Tratar a educação a partir de uma abordagem intercultural é, acima de tudo, considerar a realidade plural que constitui o mundo atual, compreender que o progresso introduz novos conceitos que precisam ser desmitificados, e pensar o ensino de línguas como uma maneira de instaurar a paz, a compreensão e o respeito. Muito se pode melhorar nas relações entre as pessoas a partir de um diálogo saudável, tolerante, onde ambas as partes se tratariam com respeito apesar das diferenças. Guerras seriam evitadas e a maioria dos conflitos que geram o ódio, também. Nesse sentido, há uma responsabilidade que se assenta sobre os pensadores e pesquisadores e produtores de conhecimentos, como explica Bohn (2005, p. 13):
A globalização exige que os linguistas aplicados desenvolvam compreensões e talvez até explicações porque os principais conflitos mundiais e locais não ocorrem por causa de grandes diferenças entre as culturas mais distintas, mas agressões mais sangrentas [...] têm se desenvolvido entre povos que durante décadas têm convivido nas mesmas escolas, têm feito compras no mesmo mercado e consumido os mesmos produtos [...].
O autor assegura ainda que é na linguagem que se constroem as diferenças constituintes da identidade humana. Que os fatos indicam que são as pequenas variações linguísticas que geram os preconceitos, um simples modo de falar; que a intolerância, na maioria das vezes, é causada pela mera banalidade da diferença, e conclui afirmando que “isto está na linguagem local, e isso merece ser estudado” (BOHN, 2005, p. 13).
Porém, a crença de que o mundo pode ser modificado pelo simples fato da mudança de um paradigma de ensino, neste caso, o que defendo aqui, o ensino intercultural, pode se tratar, apenas, de uma utopia. A educação intercultural ainda está longe de alcançar as “margens” e os meios mais “sofisticados” da sociedade. Refiro-me a grupos que sobrevivem sob suas próprias regras, dentro dos extemos sociais que os separam. Cada um com seus valores age conforme seus preceitos e a população, em geral, vive sob os efeitos produzidos por ambos os lados. Como aparece no documento Educação um Tesouro a Descobrir da Unesco,
[...] a ideia de uma nação monoétnica, culturalmente homogênea, é invocada, [...], na medida em que apenas um grupo étnico majoritário ou dominante impõe a sua própria visão da “nacionalidade” aos outros componentes da sociedade. Neste caso, os grupos étnicos que não se conformem com o modelo dominante são tratados como “minorias” no plano numérico, mas também, e, sobretudo, no plano sociológico e político. Não é raro que esta contradição gere tensões e conflitos sociais que se verificaram de uma maneira crescente, nos últimos anos, em certo número de países. (UNESCO 1998, p. 247)

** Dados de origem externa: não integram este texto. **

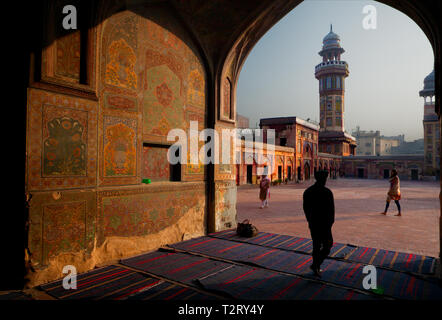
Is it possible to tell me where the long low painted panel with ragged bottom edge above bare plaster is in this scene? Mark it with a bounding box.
[98,182,205,242]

Corroboram com os temas sociais presentes na citação acima, os autores Freire (1967), que fala sobre a educação libertadora, e Marx (1818-1883), que se debruça sobre questões de cunho social. Ambos os pensadores, preocupados com a proporção que estão tomando as organizações sociais (desde a época de cada um deles), com suas complexas elaborações tentam nos levar à reflexão de que “não há educação fora das sociedades humanas e não há homem no vazio” (FREIRE, 1976, p.35).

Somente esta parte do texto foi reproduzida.